Hah! I don’t want to be in big business any more. I love helping small businesses here in the market. I can’t do what they do, but I can facilitate them. For sure this wasn’t in my personal life plan. I didn’t see it coming! But I’m so happy I was open to it. Now I know all these great people.
WHO ARE THE VENDORS?
We’ve got more than 40 full-time seasonal vendors. Here’s some of them:
PEC Hot Sauce grow their own peppers and make sensational sauce.
Humble Bread. Henry’s bread is fantastic. People come from miles around.
Lakeshore Farms. The farm grandchildren run their market stand.
Pink Lunch Pail. She’s grown from a one-woman baking kitchen to a Main Street business in Picton.
Jamie Kennedy Kitchens, he’s pretty well known and has a farm here.
We get fresh oysters. Wineries and cideries can sell here now thanks to new legislation. It means their neighbours can buy their wines without having to do the whole tourist thing if they don’t want to.

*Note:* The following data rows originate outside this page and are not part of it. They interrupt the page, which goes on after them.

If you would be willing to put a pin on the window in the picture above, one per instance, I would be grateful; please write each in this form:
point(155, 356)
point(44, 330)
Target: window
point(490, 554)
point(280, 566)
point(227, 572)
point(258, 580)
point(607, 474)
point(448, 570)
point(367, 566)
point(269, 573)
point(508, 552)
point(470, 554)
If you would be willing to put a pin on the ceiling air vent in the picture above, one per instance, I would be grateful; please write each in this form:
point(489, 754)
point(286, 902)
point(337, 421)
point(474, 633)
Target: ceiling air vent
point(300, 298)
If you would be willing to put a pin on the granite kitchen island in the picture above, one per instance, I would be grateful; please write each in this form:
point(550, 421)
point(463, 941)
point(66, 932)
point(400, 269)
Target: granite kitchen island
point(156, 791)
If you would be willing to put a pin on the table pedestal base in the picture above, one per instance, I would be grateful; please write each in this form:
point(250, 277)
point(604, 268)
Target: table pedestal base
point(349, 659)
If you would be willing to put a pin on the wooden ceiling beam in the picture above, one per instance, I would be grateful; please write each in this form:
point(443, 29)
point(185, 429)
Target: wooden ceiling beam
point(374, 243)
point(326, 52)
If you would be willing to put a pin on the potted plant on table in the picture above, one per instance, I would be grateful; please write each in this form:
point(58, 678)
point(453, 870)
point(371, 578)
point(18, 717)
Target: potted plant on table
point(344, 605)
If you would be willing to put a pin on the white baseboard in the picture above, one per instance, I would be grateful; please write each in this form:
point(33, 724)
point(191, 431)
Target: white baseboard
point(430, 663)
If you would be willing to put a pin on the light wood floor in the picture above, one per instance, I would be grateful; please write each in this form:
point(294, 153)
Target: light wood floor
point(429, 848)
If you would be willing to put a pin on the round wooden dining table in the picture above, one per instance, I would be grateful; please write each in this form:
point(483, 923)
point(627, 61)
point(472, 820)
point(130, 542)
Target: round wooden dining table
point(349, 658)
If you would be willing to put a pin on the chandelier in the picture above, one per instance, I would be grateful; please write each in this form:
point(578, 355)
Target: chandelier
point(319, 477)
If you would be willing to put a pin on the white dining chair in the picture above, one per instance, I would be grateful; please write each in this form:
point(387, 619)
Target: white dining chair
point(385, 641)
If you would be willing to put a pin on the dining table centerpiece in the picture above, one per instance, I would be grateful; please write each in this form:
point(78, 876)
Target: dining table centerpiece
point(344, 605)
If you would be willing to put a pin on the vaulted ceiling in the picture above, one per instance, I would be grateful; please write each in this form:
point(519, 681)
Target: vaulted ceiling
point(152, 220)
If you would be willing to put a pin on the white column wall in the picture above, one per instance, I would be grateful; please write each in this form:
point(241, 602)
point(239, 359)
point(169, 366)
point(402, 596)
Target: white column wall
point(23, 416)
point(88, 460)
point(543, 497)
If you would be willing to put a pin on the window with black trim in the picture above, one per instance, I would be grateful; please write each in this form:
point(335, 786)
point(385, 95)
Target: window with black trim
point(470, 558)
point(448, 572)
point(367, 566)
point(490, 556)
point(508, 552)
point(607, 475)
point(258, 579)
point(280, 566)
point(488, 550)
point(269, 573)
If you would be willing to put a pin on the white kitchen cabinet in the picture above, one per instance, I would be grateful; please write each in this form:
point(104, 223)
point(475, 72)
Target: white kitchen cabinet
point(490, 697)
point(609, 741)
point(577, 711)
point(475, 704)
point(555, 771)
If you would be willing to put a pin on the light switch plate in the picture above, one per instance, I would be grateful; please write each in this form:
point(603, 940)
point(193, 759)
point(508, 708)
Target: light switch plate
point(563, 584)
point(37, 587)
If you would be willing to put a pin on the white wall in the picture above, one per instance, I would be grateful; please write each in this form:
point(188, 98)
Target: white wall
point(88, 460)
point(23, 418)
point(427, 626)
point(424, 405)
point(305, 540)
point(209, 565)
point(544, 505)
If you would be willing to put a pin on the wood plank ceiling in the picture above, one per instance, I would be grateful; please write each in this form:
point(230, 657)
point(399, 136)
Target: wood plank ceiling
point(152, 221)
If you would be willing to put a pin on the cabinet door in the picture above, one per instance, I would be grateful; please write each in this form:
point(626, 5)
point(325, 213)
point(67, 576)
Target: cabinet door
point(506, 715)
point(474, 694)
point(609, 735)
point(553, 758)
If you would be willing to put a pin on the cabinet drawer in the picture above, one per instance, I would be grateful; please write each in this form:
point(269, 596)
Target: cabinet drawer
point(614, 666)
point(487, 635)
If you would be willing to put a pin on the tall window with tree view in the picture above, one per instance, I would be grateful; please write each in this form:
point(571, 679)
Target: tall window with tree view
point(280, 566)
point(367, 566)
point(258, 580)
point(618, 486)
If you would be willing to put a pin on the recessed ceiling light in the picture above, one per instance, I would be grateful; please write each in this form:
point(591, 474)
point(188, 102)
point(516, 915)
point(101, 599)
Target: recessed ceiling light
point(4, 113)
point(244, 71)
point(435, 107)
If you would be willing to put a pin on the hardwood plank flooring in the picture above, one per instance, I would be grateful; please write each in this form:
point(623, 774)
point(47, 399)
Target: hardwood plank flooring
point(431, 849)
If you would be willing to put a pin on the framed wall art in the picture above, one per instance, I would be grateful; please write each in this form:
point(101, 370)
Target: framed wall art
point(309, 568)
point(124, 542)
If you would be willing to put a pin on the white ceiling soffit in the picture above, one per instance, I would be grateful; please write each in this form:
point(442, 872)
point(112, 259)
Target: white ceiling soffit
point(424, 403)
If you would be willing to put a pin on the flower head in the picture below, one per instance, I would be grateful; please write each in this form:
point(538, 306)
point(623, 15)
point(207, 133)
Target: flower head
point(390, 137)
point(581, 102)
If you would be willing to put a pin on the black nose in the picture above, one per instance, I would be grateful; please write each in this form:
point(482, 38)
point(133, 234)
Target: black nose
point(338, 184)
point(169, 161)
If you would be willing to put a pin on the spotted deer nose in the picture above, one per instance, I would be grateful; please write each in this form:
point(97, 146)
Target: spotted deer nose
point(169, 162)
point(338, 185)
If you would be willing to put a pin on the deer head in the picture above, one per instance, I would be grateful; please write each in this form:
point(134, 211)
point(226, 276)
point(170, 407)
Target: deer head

People bring pottery, leather, even antiques this year. One woman brought an entire turn-of-the-century living room suite to the market, it was the most beautiful thing I’ve ever seen!
Some people come to showcase their new business. They don’t expect to sell on that day – just let people know about them. It’s dirt cheap advertising. I love the commitment we see. One of our original members Barry Spriggins passed away. We honoured his memory by donating his space to the young people of the 4H Club for the rest of the season. This year his son Dan is continuing his dad’s market presence.We’re so pleased the family wants to stay with us.I guess people get really attached to the market. I know I have.”